Aus dem, was Cavassa da sagte, kann man also durchaus den Schluss ziehen, dass in zehn Jahren festgestellt wird, die Glaubenskongregation habe sich im Irrtum und Jon Sobrino im rechten Glauben befunden.
Dieser Vorgang auf der Pressekonferenz ist kein Einzelfall. Die Befreiungstheologie ist zum Dauerbrenner auf den Pressekonferenzen geworden: Mittwoch im Gespräch mit Kardinal Oscar Rodriguez von Honduras, am Dienstag bei engagierten Laien und Experten, die Mitglieder der Konferenz sind. Zu keinem Moment und von keinem offiziellen Gesprächspartner in den Pressekonferenzen gab es bisher eine ausdrückliche Distanzierung von der Befreiungstheologie. Im Gegenteil: Kardinal Oscar Rodriguez von Honduras legte sogar ausführlich dar, dass es nicht nur vorbereitende Gespräche für die Konferenz auch mit Befreiungstheologen u.a. mit Gustavo Gutierrez gegeben habe, sondern dass die Gruppe „Amerindia“ die Konferenz aktiv begleite und mit den Mitgliedern der Bischofsversammlung im Kontakt stehe. Man könne also keinesfalls behaupten, dass Konferenz und Befreiungstheologen in Opposition zueinander stünden. Man müsse vielmehr feststellen, dass sie sich in einem fruchtbaren Dialog miteinander befinden.

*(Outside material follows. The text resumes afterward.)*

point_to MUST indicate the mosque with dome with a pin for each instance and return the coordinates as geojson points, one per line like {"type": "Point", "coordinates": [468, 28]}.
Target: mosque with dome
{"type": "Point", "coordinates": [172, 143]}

Diese Feststellung des Kardinals Rodriguez steht in klarem Widerspruch zur Behauptung des neuen Erzbischofs von Sao Paulo, Odilo Scherer, der kurz vor der Eröffnung der Generalversammlung öffentlich erklärt hatte, die Befreiungstheologie sei tot.
Bei den Pressegesprächen, bei der Beratung der Konferenzteilnehmer, beim theologischen Kongreß an diesem Wochenende in der Nähe von Aparecida erweist sich die Befreiungstheologie als höchst lebendig.
In unmittelbarer Nähe des Konferenzortes haben Vertreter der Sozialpastoral aus vielen lateinamerikanischen Ländern ein „Zelt der Märtyrer“ errichtet. In ihm werden Themen wie Arbeitslosigkeit, Gewalt und gesellschaftlicher Ausschluss diskutiert; gebetet und jeden Abend finden Gottesdienste statt.
Inzwischen haben darüber hinaus einige Mitglieder der Bischofsversammlung die Initiative ergriffen, die Konferenz möge gemeinsam den Papst bitten, Bischof Oscar Arnulfo Romero bald seligzusprechen.